Le critère d'un pronostic vital engagé "à moyen terme" figurait dans le projet de loi initial porté par Catherine Vautrin en 2024, dont l'examen avait été interrompu par la dissolution de l'Assemblée nationale. Jugée floue, cette formulation avait été retirée au bénéfice de la notion de "phase avancée ou terminale" d'une maladie grave et incurable, qui a été conservée dans la proposition de loi qui doit être examinée dans l'hémicycle à partir de la mi-mai. 

"S'extraire de la logique de 'prédiction'"

Cet avis de la HAS vient conforter le choix d'écarter toute référence au moyen terme.
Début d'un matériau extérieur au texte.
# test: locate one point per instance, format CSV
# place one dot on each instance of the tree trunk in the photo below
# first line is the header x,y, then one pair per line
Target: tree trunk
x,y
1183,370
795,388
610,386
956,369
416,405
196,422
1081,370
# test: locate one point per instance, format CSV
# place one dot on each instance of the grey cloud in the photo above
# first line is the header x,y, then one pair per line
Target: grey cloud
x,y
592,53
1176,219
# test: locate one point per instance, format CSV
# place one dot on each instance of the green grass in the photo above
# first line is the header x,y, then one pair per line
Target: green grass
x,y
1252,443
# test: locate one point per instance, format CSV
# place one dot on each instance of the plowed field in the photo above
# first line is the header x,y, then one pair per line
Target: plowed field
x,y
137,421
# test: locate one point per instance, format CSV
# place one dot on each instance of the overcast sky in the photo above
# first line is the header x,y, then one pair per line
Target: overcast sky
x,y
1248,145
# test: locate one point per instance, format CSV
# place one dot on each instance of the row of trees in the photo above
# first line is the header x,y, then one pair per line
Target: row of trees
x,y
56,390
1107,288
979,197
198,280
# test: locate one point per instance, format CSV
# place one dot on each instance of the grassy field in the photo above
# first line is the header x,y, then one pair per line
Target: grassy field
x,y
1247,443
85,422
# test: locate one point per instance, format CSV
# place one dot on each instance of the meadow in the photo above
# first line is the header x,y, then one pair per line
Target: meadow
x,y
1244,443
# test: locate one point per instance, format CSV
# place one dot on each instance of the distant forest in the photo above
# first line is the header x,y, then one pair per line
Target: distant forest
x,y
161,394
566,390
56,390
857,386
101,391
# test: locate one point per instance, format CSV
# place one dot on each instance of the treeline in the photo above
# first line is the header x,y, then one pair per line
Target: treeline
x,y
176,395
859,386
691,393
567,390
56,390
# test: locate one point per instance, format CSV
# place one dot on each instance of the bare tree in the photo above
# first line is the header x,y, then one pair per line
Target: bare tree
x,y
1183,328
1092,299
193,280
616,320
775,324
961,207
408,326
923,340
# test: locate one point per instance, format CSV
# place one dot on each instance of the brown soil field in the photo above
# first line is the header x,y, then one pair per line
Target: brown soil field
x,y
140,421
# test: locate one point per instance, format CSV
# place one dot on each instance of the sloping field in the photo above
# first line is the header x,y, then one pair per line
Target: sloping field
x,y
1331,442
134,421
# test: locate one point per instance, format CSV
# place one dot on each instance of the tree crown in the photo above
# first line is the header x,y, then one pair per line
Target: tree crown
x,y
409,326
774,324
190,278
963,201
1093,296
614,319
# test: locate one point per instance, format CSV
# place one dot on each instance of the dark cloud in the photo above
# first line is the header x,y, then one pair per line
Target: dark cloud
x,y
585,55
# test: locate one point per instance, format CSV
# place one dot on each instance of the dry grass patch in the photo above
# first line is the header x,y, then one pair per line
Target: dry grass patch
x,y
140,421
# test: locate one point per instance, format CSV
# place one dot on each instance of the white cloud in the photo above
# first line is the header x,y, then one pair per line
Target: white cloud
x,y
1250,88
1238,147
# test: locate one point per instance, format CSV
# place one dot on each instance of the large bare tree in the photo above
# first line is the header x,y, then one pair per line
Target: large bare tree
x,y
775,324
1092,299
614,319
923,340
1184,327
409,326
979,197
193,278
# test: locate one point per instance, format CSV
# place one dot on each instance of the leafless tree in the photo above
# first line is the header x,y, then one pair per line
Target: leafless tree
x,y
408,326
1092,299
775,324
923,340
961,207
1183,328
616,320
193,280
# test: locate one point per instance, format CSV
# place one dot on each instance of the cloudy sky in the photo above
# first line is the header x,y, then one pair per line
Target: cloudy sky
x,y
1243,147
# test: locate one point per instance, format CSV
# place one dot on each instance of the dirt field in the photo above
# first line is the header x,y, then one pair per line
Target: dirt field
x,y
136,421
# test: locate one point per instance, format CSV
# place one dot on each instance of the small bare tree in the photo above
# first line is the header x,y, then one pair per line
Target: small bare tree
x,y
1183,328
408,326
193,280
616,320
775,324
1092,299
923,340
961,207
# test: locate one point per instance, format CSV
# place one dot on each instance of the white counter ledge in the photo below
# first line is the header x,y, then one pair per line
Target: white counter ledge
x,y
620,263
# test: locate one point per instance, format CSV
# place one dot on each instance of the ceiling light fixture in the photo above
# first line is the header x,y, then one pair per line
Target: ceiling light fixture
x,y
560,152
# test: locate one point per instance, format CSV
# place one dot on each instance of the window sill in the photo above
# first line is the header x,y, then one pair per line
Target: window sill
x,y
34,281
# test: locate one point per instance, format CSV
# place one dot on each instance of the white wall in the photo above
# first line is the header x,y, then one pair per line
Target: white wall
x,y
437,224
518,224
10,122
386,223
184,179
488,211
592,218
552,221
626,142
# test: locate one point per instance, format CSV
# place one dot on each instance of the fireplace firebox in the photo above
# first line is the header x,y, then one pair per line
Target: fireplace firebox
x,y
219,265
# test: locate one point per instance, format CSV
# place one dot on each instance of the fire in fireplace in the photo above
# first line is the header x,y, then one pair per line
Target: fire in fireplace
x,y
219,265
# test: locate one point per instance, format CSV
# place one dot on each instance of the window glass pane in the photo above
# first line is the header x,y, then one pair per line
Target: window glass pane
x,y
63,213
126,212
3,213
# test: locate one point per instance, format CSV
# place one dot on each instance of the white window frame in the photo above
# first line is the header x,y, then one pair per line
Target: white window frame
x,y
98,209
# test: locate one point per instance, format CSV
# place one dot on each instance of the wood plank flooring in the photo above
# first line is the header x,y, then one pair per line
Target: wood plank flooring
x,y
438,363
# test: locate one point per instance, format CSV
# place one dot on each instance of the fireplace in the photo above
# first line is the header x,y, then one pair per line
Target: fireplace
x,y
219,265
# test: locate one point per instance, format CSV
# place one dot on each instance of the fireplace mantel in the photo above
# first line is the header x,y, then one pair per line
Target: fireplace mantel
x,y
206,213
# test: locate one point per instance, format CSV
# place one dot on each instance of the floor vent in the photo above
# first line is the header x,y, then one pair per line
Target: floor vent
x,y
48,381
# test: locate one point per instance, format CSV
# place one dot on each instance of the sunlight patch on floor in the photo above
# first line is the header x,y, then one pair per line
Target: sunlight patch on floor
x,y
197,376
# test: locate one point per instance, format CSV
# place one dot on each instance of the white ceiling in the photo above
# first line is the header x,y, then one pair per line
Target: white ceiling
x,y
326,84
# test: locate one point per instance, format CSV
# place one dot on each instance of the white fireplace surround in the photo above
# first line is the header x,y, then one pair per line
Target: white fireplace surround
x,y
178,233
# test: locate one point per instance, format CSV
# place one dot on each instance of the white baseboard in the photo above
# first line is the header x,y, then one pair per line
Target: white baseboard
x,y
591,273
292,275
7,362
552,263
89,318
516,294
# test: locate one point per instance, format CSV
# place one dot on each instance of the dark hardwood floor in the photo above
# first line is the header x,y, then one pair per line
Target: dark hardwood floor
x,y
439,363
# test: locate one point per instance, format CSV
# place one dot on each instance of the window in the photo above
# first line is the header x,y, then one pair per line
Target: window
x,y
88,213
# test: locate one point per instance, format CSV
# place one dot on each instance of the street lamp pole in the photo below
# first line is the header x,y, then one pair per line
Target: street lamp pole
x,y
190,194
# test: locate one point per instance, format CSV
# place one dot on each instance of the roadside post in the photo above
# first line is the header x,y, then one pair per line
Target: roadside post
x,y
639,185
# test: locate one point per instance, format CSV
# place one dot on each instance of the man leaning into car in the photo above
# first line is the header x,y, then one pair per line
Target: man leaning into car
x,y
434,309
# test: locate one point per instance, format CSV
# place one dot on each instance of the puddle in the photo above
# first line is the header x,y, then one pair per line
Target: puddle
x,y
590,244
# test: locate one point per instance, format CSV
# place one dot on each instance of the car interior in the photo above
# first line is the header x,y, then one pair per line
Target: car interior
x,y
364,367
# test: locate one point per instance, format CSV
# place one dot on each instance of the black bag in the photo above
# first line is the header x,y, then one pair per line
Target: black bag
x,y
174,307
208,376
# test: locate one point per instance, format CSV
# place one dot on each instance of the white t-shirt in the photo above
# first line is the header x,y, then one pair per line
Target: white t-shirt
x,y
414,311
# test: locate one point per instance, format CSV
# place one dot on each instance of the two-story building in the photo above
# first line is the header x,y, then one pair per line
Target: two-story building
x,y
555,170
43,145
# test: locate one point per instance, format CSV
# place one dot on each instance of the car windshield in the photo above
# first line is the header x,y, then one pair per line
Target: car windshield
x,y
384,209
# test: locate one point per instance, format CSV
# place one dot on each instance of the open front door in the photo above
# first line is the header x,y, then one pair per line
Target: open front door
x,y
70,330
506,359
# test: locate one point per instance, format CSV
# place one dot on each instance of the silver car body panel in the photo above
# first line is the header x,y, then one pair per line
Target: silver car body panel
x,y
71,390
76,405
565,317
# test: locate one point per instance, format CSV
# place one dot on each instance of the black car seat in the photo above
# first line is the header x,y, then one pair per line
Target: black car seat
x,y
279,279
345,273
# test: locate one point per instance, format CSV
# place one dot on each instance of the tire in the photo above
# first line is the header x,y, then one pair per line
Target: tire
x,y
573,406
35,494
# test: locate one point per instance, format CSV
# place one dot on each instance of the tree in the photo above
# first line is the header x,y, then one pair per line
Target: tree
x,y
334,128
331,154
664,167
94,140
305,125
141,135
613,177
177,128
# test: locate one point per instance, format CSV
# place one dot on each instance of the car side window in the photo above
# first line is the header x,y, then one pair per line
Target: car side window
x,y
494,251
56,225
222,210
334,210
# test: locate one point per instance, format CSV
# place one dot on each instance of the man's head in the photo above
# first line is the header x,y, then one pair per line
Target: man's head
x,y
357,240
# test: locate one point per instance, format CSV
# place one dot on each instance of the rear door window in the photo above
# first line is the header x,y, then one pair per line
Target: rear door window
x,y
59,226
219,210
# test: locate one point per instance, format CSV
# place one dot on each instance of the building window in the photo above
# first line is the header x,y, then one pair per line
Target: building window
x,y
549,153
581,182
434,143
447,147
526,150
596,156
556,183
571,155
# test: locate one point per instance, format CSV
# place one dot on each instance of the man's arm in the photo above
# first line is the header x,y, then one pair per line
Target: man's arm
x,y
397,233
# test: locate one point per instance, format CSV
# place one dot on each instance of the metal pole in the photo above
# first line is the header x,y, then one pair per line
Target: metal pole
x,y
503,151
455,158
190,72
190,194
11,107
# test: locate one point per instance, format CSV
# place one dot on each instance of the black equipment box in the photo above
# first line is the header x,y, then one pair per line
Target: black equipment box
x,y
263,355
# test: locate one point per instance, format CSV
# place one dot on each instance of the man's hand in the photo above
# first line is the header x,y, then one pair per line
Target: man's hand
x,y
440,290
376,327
Plus largement, l'autorité indépendante invite à ne pas conditionner l'accès à l'aide à mourir à "un pronostic temporel individuel". "La notion de 'phase avancée' n'est pas une donnée purement temporelle, en ce sens qu'elle ne renvoie pas à l'échéance du décès, mais à la nature de la prise en charge", approuve ainsi l'autorité indépendante.

"La 'phase avancée' peut être définie comme l'entrée dans un processus irréversible marqué par l'aggravation de l'état de santé de la personne malade qui affecte sa qualité de vie."

la Haute Autorité de santé

dans son avis

Le groupe de travail monté par la HAS défend, surtout, l'importance d'offrir au patient, avant toute éventuelle demande d'aide à mourir, "un processus d'accompagnement et de délibération collective, centré sur la personne malade". Quels que soient les critères d'accès au suicide assisté ou à l'euthanasie, il appelle à "s'extraire de la logique de 'prédiction'" et à "éviter toute logique de 'procéduralisation'" de la fin de vie, pour se concentrer sur "la question du sens de ce qui est vécu et de ce qu'il reste à vivre".

A défaut de "prédiction de la quantité de vie restante", la HAS suggère de "retenir une logique d'anticipation et de prédiction de la qualité du reste à vivre". Le président de l'instance, Lionel Collet, y voit un possible "critère d'appréciation" des demandes d'aide active à mourir. "C'est la dimension subjective de la qualité de vie telle qu'elle est perçue par la personne concernée qui est à prendre en considération", plaide-t-il.